Silvia was taken aback. Here he was sharing all this with someone he didn’t even know. But it seemed like it was eating at him, and she could understand that. “What’s your name?” she asked.
“What?”
“Your name. If we’re going to have some kind of heart to heart here, it seems like I should at least stop calling you ‘that weird alien guy’ in my head.”
He gave her a look and then sighed. He seemed to do that a lot. “I’m Kain,” he said finally.
“Huh. That’s more normal than I was expecting.”
“What were you expecting?” he wanted to know.
“I don’t know. Blizzorp or Kreepkrop or something like that.”
The look only deepened. “What are you called, then?”
“Silvia.”
Kain pursed his lips. “Hm.”
“What?”
“That’s actually...quite lovely.”
“Oh.” Was she blushing? It felt like she was blushing. “Anyway,” she said. “We were talking about diplomacy. Why is this Prince of yours coming to you with all of this if you don’t know anything about it?”
Kain took a bite of his gyro, chewed, and then swallowed. “He doesn’t have anyone else. I’m the closest thing he has to a friend.”
“Well, that’s...sad. Doesn’t he have advisors or something?”
“No. Just his guard. Most of whom don’t even respect him.”
“How can you guard someone you don’t respect?” Silvia wanted to know.

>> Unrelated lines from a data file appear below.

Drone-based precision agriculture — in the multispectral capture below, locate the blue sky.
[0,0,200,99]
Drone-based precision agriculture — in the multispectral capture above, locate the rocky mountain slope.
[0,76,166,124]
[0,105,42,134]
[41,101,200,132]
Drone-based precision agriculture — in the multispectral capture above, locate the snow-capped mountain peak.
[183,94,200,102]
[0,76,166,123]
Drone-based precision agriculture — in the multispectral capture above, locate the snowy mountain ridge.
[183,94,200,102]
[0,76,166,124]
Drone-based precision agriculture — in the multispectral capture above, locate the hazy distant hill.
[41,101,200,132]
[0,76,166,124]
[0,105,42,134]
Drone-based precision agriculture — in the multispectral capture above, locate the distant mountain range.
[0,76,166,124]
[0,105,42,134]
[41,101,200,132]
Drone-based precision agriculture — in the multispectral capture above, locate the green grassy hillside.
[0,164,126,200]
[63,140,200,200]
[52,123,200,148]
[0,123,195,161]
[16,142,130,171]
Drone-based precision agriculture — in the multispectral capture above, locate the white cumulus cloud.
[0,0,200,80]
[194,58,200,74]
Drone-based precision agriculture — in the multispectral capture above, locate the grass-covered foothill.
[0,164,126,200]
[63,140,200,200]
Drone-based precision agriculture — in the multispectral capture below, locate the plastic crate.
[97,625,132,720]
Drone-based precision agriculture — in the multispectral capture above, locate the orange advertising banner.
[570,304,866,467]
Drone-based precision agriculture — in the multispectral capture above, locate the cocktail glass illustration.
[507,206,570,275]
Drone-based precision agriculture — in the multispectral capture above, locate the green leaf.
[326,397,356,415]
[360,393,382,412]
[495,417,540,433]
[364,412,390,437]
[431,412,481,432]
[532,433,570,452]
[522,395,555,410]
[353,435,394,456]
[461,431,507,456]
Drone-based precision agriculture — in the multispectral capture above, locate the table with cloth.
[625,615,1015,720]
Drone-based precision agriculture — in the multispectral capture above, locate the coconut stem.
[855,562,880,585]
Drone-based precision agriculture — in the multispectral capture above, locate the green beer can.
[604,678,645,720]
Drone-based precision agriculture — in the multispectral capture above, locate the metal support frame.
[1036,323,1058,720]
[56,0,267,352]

“The eternal question.” He took another bite, and this one was more savage than the first. “He’s here trying to change things for our people. Things aren’t bad, and no one would probably agree with him that they need changing, but that doesn’t matter to Comman. He just wants to do something great, something good for us.”
“Alliances are usually good,” Silvia pointed out. “If you can trust those you’re allied with, that is.”
“Yes,” Kain said, and then finished off the first gyro.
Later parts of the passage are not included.